La crisi è quel momento in cui il vecchio muore e il nuovo stenta a nascere. Antonio Gramsci

mercoledì 12 agosto 2015

La terza via di Adriano Olivetti. La socializzazione del potere

di Damiano Mazzotti
L’illustre sociologo Franco Ferrarotti ha pubblicato un libretto che rievoca la figura di Adriano Olivetti, un imprenditore e un intellettuale fuori da ogni schema che morì nel 1960.
“La concreta utopia di Adriano Olivetti” (www.dehoniane.it, 2013, 104 pagine), è un saggio illuminante e chiaramente autobiografico, data l’intensa collaborazione tra Ferrarotti e Olivetti, dal 1948 al 1960. Purtroppo non è possibile rendere bene l’idea di una bella pubblicazione con una breve recensione, però citerò le migliori considerazioni emerse (il libro costa poco più di 6 euro).
La prima risale al primo incontro tra Ferrarotti e Olivetti, e al momento in cui lo squattrinato e imbucato Franco “confessa” le sue opinioni a un presunto sconosciuto (Olivetti). Nel dialogo sempre più fitto emerge una frase del sociologo che come una freccia si ficca nella mente visionaria dell’imprenditore: “Non basta nazionalizzare, socializzare la proprietà. Bisogna socializzare il potere” (Ferrarotti si riferiva alle nazionalizzazioni inglesi del dopoguerra).
La seconda considerazione riguarda la crisi istituzionale e politica che emerge in Italia.
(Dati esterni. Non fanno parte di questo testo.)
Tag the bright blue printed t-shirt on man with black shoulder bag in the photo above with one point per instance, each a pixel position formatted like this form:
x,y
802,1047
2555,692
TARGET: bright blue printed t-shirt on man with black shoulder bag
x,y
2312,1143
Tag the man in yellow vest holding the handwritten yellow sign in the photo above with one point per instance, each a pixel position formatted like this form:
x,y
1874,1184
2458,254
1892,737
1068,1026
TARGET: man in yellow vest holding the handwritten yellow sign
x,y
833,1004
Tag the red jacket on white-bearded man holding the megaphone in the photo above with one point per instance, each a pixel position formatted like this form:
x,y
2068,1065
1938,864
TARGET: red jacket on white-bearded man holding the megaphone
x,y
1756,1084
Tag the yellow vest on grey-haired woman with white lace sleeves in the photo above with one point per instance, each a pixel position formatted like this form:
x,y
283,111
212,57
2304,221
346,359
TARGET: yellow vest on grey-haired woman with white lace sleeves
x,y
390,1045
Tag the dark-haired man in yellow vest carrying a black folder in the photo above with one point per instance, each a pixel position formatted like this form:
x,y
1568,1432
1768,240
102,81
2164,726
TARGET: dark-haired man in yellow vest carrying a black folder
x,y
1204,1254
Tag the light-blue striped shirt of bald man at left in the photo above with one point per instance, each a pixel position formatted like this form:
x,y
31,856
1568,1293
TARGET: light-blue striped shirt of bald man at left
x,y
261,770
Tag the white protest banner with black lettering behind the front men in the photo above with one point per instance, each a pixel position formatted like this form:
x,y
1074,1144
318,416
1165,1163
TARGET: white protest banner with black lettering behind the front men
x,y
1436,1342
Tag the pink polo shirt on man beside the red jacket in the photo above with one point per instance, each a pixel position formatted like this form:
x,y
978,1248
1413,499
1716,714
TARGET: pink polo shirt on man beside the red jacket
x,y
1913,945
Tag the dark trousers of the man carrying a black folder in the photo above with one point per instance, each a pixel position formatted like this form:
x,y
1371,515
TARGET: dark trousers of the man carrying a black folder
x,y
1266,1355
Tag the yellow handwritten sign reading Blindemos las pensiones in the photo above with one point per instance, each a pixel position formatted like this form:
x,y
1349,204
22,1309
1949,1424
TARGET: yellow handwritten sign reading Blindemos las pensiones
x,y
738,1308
Per Olivetti “La crisi della società contemporanea non nasce… dalla macchina, ma dal persistere, in un mondo profondamente mutato, di strutture politiche inadeguate” e di istituzioni bloccate.
In una società al passo coi tempi i lavoratori non vanno addestrati: “Gli animali si addestrano. Le persone si educano” (Olivetti). I cittadini devono essere istruiti e informati continuamente. Le istituzioni democratiche devono proteggere gli scambi individuali e i processi di comunicazione a tutti i livelli. Quindi “Senza un rinnovamento radicale, che sia organizzativo ma anche morale, intellettuale e politico, i partiti politici continueranno, specialmente in Italia, a essere percepiti dai cittadini come distratte truppe straniere d’occupazione in un Paese che non conoscono e che si limitano a spremere fiscalmente e a sfruttare. Parassiti, non rappresentanti” (Ferrarotti, p. 46).
Un esame accurato della storia mondiale e delle vicende accademiche e politiche italiane ci dimostra però che il cimitero è l’unica istituzione in grado di garantire il diritto alla conoscenza e il dovere del miglioramento personale e sociale. Infatti fino a quando le persone più potenti e più conservatrici saranno vive e vegete, le possibilità di cambiare qualcosa sono quasi sempre ridotte al lumicino. Le rivoluzioni sociali e culturali non sono cose da tutti i decenni.